New Magento 1.x and 2.x Releases Provide Critical Security and Functional Updates
Today, we are releasing several updates that include critical security and functional enhancements.
Enterprise Edition 1.14.3, Community Edition 1.9.3, and SUPEE-8788
Enterprise Edition 1.14.3 and Community Edition 1.9.3 deliver over 120 quality improvements, as well as support for PHP 5.6. They also resolve critical security issues, including:
Remote code execution vulnerabilities with certain payment methods
Possibility of SQL injections due to Zend Framework library vulnerabilities
Cross site scripting (XSS) risks with the Enterprise Edition private sale invitation feature
Improper session invalidation when an Admin user logs out
The ability for unauthorized users to back up Magento files or databases
The SUPEE-8788 patch addresses these security issues in earlier Magento versions. Functional update details and installation instructions are available in the Enterprise Edition and Community Edition release notes; a full list of security updates is published in the Magento Security Center.

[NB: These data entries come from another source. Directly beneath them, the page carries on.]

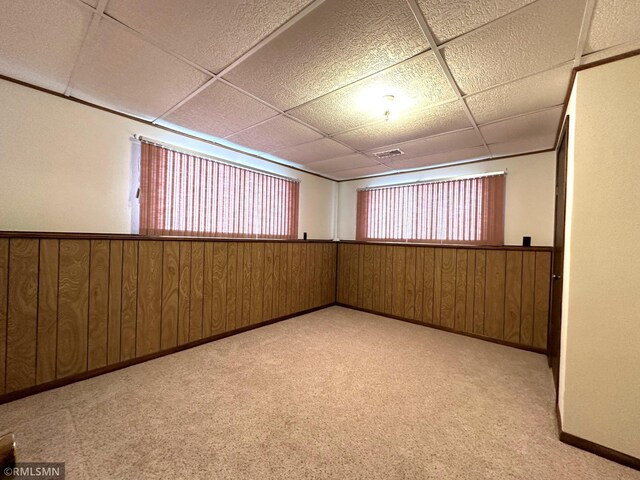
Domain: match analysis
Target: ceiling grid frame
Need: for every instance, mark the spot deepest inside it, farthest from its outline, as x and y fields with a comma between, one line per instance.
x=418, y=14
x=99, y=13
x=424, y=26
x=584, y=31
x=91, y=32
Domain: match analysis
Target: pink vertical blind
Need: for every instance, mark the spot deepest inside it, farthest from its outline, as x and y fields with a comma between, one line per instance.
x=469, y=211
x=183, y=194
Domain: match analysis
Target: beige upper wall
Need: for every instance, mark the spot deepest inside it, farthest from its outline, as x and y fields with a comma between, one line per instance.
x=69, y=167
x=600, y=375
x=529, y=197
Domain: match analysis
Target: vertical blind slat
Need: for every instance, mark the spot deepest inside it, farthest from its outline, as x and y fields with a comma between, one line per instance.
x=182, y=194
x=468, y=211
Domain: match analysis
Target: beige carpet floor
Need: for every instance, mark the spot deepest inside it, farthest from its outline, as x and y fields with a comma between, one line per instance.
x=332, y=394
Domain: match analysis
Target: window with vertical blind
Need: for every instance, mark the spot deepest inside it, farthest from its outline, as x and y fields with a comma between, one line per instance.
x=183, y=194
x=466, y=210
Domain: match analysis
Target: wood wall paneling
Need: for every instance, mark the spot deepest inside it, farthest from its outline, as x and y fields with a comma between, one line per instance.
x=502, y=294
x=129, y=300
x=410, y=283
x=21, y=330
x=115, y=301
x=246, y=284
x=170, y=294
x=98, y=302
x=4, y=286
x=428, y=285
x=219, y=289
x=541, y=295
x=437, y=286
x=149, y=306
x=479, y=292
x=232, y=286
x=388, y=280
x=470, y=295
x=527, y=302
x=184, y=293
x=267, y=300
x=494, y=294
x=197, y=291
x=448, y=288
x=257, y=283
x=460, y=314
x=207, y=289
x=513, y=297
x=398, y=281
x=73, y=307
x=47, y=311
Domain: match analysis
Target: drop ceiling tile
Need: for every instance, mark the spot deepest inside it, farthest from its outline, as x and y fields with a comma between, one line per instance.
x=451, y=18
x=361, y=172
x=336, y=44
x=211, y=33
x=416, y=83
x=313, y=151
x=522, y=146
x=412, y=125
x=40, y=41
x=431, y=145
x=614, y=22
x=220, y=110
x=472, y=153
x=534, y=125
x=348, y=162
x=533, y=39
x=539, y=91
x=121, y=71
x=610, y=52
x=275, y=134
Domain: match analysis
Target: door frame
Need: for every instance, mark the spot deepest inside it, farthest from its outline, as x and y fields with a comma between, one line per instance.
x=554, y=331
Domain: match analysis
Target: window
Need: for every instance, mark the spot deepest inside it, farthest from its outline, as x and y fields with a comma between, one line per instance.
x=183, y=194
x=469, y=210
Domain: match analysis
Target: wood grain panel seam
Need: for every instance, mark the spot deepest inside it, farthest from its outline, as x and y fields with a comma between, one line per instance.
x=161, y=294
x=521, y=290
x=88, y=305
x=35, y=373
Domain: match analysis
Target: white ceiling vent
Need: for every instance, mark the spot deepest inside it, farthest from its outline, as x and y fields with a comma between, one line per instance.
x=389, y=153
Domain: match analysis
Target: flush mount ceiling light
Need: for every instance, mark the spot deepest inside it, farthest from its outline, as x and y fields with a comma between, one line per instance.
x=387, y=104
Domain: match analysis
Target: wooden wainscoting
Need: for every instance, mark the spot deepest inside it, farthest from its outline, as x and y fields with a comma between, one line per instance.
x=76, y=304
x=495, y=293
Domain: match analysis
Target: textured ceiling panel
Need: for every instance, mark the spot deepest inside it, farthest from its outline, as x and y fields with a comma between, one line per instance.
x=360, y=172
x=614, y=22
x=412, y=125
x=451, y=18
x=416, y=83
x=610, y=52
x=124, y=72
x=472, y=153
x=348, y=162
x=437, y=144
x=533, y=39
x=220, y=110
x=539, y=91
x=211, y=33
x=275, y=134
x=336, y=44
x=313, y=151
x=40, y=41
x=535, y=125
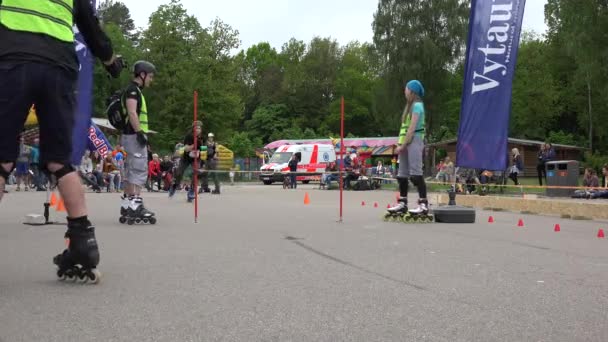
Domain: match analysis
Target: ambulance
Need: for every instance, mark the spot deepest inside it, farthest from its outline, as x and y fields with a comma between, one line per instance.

Enterprise Edition and Community Edition 2.0.10 and 2.1.2
Updates to Magento 2 software address the same critical security issues described above. Additionally, the releases make several functional improvements and API enhancements. New API methods allow 3rd party solutions, such as shipping or ERP applications, to use APIs to transition an order state when they create an invoice or shipment. Magento 2.1.2 now also includes PHP 7.0.4 support and Magento 2.0.10 and 2.1.2 are compatible with MySQL 5.7. A summary of improvements is available in the release notes; all security updates are listed in the Security Center.
You are advised to deploy these new releases right away, as attackers may target merchants who are slow to upgrade. Updates should be installed and tested in a development environment before being put into production. Also, please use this occasion to do a security assessment in accordance with our Security Best Practices.
Thank you for your continued cooperation and support.